As the nation processes the full impact of the breach of the U.S. Capitol building by protestors last week, the FBI is warning of potential armed protests in all 50 states over the next week.  Many of the participants in last week’s rioting in Washington, D.C. have been identified from video and photos, often posted on social media by the rioters themselves.  Some of the participants, including one man photographed wearing a company ID lanyard around his neck, have been fired or suspended from their jobs.

With more protests likely forthcoming, North Dakota employers are asking the question of whether they can lawfully fire employees choosing to participate in similar protests?  For private employers, the answer in most cases is “yes.”

What are the laws on political beliefs and off-duty conduct? 

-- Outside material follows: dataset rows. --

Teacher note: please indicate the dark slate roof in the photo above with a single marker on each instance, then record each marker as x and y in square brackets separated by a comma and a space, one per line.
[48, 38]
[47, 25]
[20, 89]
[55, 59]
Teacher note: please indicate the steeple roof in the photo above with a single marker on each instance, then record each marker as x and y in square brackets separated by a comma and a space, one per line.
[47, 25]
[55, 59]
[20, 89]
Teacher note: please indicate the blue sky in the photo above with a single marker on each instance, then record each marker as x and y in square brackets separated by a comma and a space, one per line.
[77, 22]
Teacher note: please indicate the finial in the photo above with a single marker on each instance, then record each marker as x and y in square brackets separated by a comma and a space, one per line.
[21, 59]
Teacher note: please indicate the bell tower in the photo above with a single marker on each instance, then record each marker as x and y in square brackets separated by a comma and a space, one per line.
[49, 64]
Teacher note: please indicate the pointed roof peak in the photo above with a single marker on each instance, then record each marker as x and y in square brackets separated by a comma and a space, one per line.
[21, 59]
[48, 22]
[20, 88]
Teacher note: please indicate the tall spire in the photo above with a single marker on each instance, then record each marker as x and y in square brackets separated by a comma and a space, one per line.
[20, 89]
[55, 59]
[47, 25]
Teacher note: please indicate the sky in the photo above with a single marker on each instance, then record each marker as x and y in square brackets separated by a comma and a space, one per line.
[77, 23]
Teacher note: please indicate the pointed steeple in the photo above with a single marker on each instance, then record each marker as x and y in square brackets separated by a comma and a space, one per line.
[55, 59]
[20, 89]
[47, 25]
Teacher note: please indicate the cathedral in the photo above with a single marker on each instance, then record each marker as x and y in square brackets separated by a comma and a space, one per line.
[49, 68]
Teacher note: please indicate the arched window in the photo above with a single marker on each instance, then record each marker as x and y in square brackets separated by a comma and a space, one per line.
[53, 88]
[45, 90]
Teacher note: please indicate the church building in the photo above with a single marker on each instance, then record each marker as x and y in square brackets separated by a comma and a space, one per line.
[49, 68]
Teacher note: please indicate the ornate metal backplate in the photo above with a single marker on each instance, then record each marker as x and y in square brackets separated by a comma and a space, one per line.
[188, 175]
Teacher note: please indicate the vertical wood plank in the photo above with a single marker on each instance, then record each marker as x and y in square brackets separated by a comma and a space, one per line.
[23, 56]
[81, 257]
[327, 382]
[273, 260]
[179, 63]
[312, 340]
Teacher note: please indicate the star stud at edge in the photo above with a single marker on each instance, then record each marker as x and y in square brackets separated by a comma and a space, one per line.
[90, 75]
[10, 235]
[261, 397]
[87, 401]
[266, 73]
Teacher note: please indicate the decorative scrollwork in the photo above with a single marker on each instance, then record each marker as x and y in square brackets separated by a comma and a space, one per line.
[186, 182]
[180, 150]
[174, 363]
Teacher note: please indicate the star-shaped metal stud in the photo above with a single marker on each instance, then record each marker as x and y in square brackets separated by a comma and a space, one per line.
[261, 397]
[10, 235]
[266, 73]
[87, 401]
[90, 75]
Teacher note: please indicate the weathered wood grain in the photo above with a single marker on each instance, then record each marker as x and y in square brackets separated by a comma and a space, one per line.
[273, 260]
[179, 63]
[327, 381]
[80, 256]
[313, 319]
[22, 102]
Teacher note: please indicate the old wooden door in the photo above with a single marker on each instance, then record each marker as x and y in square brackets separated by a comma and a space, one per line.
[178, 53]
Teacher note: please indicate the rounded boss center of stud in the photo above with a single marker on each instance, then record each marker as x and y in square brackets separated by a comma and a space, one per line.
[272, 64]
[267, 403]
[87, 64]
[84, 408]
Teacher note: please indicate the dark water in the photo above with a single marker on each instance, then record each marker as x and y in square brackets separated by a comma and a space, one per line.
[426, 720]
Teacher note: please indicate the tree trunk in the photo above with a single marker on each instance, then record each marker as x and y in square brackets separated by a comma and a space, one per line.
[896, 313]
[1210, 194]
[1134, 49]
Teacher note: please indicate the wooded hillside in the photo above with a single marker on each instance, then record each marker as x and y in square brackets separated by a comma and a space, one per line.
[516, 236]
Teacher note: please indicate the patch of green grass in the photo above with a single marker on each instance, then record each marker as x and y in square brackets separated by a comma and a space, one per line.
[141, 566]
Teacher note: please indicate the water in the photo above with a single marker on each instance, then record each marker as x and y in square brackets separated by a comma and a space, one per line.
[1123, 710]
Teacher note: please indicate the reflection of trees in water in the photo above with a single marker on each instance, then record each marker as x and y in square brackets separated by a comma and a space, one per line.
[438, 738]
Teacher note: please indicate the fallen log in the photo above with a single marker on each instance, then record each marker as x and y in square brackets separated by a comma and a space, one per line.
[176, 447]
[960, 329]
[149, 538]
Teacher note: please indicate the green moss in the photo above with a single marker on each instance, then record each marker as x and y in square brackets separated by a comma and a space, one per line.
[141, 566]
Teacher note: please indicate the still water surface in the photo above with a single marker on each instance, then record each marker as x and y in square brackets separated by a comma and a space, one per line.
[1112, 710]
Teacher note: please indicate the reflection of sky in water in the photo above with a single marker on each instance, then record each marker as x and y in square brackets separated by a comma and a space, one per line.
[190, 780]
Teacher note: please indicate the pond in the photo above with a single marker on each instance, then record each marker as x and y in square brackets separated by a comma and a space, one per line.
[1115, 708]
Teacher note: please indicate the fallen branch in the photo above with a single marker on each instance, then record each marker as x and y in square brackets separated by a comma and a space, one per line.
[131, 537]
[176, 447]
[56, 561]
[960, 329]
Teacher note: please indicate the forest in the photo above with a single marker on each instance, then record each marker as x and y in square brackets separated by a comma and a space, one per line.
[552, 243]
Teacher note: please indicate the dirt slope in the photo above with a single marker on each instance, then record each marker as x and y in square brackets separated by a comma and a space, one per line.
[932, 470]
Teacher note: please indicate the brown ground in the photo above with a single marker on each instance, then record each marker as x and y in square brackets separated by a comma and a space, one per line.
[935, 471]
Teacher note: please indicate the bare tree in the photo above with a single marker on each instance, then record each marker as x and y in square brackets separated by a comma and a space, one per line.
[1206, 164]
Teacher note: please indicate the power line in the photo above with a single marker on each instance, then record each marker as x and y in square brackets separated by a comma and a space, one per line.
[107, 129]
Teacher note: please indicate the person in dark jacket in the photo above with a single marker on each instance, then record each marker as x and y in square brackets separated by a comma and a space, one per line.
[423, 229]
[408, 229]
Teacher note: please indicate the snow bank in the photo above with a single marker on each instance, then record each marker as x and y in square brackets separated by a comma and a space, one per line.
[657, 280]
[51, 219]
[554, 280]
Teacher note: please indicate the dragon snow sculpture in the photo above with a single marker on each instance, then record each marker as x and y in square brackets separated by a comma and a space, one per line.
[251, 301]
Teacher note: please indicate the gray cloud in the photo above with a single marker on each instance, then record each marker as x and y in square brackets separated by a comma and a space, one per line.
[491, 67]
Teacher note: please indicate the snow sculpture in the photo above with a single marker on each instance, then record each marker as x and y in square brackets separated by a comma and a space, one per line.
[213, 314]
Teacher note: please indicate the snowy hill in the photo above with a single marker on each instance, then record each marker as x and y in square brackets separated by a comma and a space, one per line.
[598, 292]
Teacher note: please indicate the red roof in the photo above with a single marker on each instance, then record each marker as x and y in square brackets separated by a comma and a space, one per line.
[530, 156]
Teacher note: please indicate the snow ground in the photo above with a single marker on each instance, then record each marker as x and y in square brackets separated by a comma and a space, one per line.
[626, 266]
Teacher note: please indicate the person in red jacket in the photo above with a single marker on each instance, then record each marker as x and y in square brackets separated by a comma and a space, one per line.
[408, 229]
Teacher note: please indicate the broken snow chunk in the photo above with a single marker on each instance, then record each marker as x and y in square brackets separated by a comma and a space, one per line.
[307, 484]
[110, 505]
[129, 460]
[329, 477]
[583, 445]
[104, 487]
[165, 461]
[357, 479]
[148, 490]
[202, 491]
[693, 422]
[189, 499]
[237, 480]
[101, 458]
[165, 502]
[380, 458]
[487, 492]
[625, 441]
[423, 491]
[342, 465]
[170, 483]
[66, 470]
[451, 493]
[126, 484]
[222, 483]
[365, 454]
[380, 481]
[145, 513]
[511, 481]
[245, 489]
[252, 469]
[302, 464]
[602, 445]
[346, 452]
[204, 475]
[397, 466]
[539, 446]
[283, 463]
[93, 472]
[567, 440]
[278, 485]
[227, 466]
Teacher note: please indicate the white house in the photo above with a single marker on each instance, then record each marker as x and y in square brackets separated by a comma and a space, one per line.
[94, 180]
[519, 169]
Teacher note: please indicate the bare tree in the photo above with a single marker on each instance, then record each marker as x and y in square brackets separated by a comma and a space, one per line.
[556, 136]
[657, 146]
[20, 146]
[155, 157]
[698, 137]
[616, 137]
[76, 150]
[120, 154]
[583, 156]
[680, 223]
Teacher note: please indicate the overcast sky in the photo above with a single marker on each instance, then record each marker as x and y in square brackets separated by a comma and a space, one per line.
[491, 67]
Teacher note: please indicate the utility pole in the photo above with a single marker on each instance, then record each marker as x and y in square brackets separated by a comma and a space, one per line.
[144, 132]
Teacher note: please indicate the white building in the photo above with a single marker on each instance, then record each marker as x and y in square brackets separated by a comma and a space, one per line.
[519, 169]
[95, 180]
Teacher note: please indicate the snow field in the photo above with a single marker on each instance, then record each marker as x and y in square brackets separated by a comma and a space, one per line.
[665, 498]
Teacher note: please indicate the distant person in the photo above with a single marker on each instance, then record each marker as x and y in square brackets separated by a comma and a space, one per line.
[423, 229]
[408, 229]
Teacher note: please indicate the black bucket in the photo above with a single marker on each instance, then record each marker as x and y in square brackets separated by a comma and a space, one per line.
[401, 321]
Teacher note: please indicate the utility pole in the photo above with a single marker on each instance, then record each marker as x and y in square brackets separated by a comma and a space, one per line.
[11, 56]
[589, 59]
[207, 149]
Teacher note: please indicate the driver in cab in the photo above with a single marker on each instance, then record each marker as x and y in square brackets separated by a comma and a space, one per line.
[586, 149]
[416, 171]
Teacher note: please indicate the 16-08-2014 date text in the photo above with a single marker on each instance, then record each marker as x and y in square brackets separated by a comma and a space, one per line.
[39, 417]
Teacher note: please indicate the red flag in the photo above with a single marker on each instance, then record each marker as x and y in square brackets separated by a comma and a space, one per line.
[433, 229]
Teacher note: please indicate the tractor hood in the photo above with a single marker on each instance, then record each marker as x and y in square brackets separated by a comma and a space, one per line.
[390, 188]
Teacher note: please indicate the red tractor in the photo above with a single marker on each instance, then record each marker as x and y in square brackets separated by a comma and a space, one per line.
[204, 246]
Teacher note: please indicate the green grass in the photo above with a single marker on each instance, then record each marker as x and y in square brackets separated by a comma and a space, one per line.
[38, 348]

Many employees believe that they cannot be disciplined or subject to termination for their political beliefs or conduct committed while off the employer’s clock.  Are they right?  The North Dakota Human Rights Act does provide protection for employees from discrimination based on off-duty participation in lawful activities.  Specifically, N.D.C.C. § 14-02.4-03 provides that it is unlawful for an employer to discriminate against an applicant or employee based on the individual’s “participation in lawful activity off the employer’s premises during nonworking hours which is not in direct conflict with the essential business-related interests of the employer.” 

The NDHRA “lawful activities” provision does not, however, protect individuals engaged in activity that is not “lawful.”  Moreover, it provides no protection based on political beliefs to non-governmental employees. Thus, individuals who participate peacefully, in lawful demonstrations are likely protected from employment retaliation by the NDHRA.  Individuals who participate in violent, unlawful conduct, on the other hand, such as trespassing, rioting, destroying property, or similar misdeeds are not protected by the NDHRA.

But, what about employees who are not arrested and whose conduct is not clearly “unlawful”?  For example, consider the fellow with his employee ID on a lanyard around his neck who made national media . . . if he had been engaged in lawful activity, might the NDHRA have provided job protection?  Similarly, what of employees who post vulgar, threatening, or inflammatory comments on social media?  Are these individuals given job protection?

The answer is “maybe.”  If conduct by employees is merely offensive or disagreeable, but not necessarily unlawful, employers must consider whether or not the conduct is “in direct conflict with the essential business-related interests of the employer.”  The North Dakota Supreme Court has held that protecting the reputation of a business may be an “essential business-related interest,” justifying action against employees engaging in bad behavior off premises, during non-working hours.

Important questions that employers should ask if confronted with such situations is whether or not the employee is readily identifiable as an employee of the company?  Is the employee displaying company ID or wearing clothing identifying him or her as a company employee?  In the case of social media, does the employee link him or herself to employment with the company in a social media profile or otherwise?  Moreover, how damaging to the company is the publicity, conduct, or social media post?

Determining exactly when conduct crosses the line to being “in direct conflict with the essential business-related interests of the employer” is a complex determination and should be approached with care, and likely a consult with legal counsel.

What about Freedom of Speech?

Many of the protestors in last week’s debacle – and their supporters — have cited their right to “Freedom of Speech” in protesting their summary termination by employers.  But, do employees of private employers really have such rights?  The short answer is “no.”  The First Amendment to the Constitution of the United States provides constitutional protection to free speech, but only against the abridgement of free speech by the government.  The First Amendment was meant to protect against governmental actions limiting free speech, not the action of private employers.  Thus, for most private (non-government) employers, an employee’s right to free speech is simply not governed or protected by the First Amendment.

Bottom Line 

While the North Dakota Human Rights Act provides some protection for off-duty, off-premises conduct to North Dakota employees and applicants, that protection ends when conduct becomes unlawful.  Even conduct that is not unlawful may be so detrimental to the business interests of an employer that it loses its character as protected.  Moreover, the First Amendment provides no protection for the employees of private businesses based on their claim to free speech.  In short, employees who violate the law or engage in severe acts of civil unrest can expect to be subjected to lawful discipline, even termination, by their employers.